In that case, Elias J said that “[w]here serious disciplinary charges are brought under a statutory process in circumstances where substantial penalties may be imposed and damage to reputation and livelihood is inevitable if adverse findings are made, fairness requires application of a higher standard of proof than one on the balance of probabilities.” She quoted with approval Justice Blackmun in Santosky v Kramer (1982) 455 US 745 at page 756 that “where significant stigma or penalty could result, it offends ‘fundamental fairness’ for less rigorous standards of proof to be applied than in criminal proceedings.

She did not think the result from applying the standard of proof beyond reasonable doubt “is different in substance from the standard attempted in the New Zealand courts through variation of the ‘degree of satisfaction … according to the gravity of the fact to be proved’ or through ‘a sliding scale of probability.

The majority (Blanchard, Tipping and McGrath JJ) agreed that “[o]f prime importance, however, is that the charge and the conduct of the proceedings are fair.” They found that the more serious an allegation made and the graver the consequences, the higher the “quality” and “the greater the strength of the evidence” needed to prove to the reasonable satisfaction of the tribunal that the allegation is made out on the balance of probabilities. “Being satisfied in this context simply means that the Tribunal has made up its mind that is the case.”

The majority quoted the approach by Dixon J in Briginshaw v Briginshaw as one regularly applied in New Zealand by the High Court as the appropriate standard of proof in professional discipline cases (emphasis added):

…The seriousness of   an allegation made,         the        inherent unlikelihood of an occurrence of a given description, or the gravity of the consequences flowing from a particular finding are considerations which must affect the answer to the question whether the issue has been proved to the reasonable satisfaction of the tribunal.

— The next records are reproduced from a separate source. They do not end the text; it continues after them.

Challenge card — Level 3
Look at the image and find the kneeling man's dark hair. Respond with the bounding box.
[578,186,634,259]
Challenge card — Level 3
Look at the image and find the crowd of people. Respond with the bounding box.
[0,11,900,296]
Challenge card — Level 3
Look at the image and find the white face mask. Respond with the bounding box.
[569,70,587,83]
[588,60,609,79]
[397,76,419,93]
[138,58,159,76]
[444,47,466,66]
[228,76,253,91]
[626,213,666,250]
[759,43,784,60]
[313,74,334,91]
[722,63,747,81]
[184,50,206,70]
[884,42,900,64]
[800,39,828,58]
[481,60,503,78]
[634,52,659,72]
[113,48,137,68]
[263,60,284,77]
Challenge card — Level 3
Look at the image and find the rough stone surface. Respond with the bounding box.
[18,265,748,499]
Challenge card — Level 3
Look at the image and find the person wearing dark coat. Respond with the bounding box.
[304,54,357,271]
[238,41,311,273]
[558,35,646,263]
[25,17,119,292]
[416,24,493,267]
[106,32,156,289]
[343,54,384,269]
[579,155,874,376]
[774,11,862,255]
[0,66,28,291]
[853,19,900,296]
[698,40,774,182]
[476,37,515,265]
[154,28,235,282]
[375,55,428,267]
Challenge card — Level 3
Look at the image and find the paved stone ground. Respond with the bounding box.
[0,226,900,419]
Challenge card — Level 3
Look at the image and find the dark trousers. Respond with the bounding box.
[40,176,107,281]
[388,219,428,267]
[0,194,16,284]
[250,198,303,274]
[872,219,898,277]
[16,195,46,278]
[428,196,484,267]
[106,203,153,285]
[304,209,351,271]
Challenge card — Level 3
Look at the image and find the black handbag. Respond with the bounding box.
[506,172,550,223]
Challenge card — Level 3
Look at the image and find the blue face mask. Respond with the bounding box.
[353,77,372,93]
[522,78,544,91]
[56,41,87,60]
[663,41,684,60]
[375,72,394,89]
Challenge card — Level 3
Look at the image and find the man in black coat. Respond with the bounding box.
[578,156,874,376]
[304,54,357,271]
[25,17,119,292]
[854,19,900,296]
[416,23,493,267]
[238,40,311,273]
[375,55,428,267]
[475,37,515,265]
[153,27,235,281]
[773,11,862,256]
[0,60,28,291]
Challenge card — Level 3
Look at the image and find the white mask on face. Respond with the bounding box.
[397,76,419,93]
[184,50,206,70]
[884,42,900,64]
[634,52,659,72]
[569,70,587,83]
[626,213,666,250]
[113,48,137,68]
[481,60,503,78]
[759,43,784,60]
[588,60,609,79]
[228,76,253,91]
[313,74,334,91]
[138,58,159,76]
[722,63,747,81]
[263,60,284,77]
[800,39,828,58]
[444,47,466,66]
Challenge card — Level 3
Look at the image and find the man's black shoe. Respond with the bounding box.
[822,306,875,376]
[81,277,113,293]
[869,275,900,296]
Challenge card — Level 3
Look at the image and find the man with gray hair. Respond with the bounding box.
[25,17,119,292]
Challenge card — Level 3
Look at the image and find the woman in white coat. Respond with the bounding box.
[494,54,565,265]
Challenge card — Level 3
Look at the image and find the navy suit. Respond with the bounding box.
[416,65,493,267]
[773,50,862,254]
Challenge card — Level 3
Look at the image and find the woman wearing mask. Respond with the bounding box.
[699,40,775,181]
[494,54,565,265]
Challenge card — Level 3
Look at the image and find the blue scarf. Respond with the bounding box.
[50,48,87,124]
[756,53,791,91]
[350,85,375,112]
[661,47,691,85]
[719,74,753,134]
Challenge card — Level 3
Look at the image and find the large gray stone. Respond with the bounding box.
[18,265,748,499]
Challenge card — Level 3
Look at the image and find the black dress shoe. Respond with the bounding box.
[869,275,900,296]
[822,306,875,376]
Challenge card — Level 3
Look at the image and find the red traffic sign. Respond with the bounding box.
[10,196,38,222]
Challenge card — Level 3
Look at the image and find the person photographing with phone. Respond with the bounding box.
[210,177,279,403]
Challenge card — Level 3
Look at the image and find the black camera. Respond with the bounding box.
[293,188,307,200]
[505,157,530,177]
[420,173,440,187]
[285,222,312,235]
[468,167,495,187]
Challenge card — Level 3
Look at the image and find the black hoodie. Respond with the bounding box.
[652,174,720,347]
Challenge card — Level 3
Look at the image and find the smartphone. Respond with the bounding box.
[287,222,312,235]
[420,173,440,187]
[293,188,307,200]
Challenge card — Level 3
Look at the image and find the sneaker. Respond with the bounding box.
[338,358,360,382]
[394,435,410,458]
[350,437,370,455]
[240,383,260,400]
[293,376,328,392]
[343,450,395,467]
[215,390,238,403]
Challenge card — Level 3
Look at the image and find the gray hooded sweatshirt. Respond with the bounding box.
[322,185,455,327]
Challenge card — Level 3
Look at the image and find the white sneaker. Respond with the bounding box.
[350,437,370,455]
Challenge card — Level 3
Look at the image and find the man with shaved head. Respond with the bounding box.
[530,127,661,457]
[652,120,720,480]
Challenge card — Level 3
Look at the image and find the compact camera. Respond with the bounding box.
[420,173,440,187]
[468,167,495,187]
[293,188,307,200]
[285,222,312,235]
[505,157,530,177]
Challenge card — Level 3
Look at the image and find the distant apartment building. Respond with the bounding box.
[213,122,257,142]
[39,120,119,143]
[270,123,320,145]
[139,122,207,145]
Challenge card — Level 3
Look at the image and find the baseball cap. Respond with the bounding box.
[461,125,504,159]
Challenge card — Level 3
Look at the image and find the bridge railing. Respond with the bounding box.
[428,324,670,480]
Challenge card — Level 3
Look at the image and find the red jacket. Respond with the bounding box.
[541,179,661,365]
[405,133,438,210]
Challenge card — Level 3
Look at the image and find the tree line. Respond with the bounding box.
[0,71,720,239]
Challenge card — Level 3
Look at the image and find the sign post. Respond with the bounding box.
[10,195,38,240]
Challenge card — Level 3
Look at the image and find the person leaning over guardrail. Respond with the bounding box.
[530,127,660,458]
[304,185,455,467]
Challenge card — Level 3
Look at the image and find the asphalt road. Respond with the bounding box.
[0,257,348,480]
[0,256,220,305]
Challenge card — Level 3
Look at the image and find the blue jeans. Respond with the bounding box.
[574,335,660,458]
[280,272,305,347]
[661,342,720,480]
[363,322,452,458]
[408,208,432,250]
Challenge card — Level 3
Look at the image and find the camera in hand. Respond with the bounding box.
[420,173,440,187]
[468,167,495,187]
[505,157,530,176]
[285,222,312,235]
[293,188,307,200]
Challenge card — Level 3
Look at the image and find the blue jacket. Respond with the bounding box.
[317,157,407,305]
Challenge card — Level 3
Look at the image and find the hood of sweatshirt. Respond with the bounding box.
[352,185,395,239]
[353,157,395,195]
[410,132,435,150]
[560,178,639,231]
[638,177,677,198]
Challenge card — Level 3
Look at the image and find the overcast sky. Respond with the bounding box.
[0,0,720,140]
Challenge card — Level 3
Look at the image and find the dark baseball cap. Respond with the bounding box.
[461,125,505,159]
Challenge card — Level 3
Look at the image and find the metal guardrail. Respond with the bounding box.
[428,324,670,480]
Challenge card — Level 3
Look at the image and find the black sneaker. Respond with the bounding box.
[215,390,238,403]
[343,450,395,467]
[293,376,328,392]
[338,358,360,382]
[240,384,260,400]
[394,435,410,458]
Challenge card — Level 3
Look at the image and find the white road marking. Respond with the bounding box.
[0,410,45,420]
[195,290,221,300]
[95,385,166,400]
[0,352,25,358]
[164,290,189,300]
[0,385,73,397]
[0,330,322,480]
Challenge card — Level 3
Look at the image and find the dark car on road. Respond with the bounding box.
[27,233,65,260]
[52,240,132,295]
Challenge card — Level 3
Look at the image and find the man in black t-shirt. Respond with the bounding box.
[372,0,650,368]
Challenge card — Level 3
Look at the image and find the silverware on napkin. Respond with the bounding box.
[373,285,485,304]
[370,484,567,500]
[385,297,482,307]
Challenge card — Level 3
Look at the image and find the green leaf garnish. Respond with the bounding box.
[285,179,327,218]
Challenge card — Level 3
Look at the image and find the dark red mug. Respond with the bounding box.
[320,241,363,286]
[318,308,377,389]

The lesson for chief executives and managers appointed to transform organisations is to understand that every action causes a reaction, and thus to keep themselves safe by following the six (not 10) commandments below:

  1. Do not meet with staff without a third party present. It can turn into a he said/she said situation and having a third party who can corroborate what occurred is helpful;
  2. Observe a clear line between being the boss and being a friend – friendships with employees make it difficult if you need to performance manage or discipline staff;
  3. Do not drink at work functions and watch your own conduct and behaviour. Sometimes when you discipline staff they turn around to point out ways that your own conduct and behaviour have fallen short of professional standards;
  4. Do not bring your family to work – any missteps they make can implicate you if you are seen to have endorsed that behaviour or failed to stop them. Do not allow your family to be used to get back at you;
  5. Ensure you have whistleblower policies that are effective, and there is evidence of them working; and
  6. If in doubt, get advice. If your actions and processes are not legal, the high stakes mean you will get trouble.

Mai Chen and Rosie Judd of ChenPalmer Partners acted for Retirement Commissioner Diane Maxwell in the Maria Dew QC independent investigation.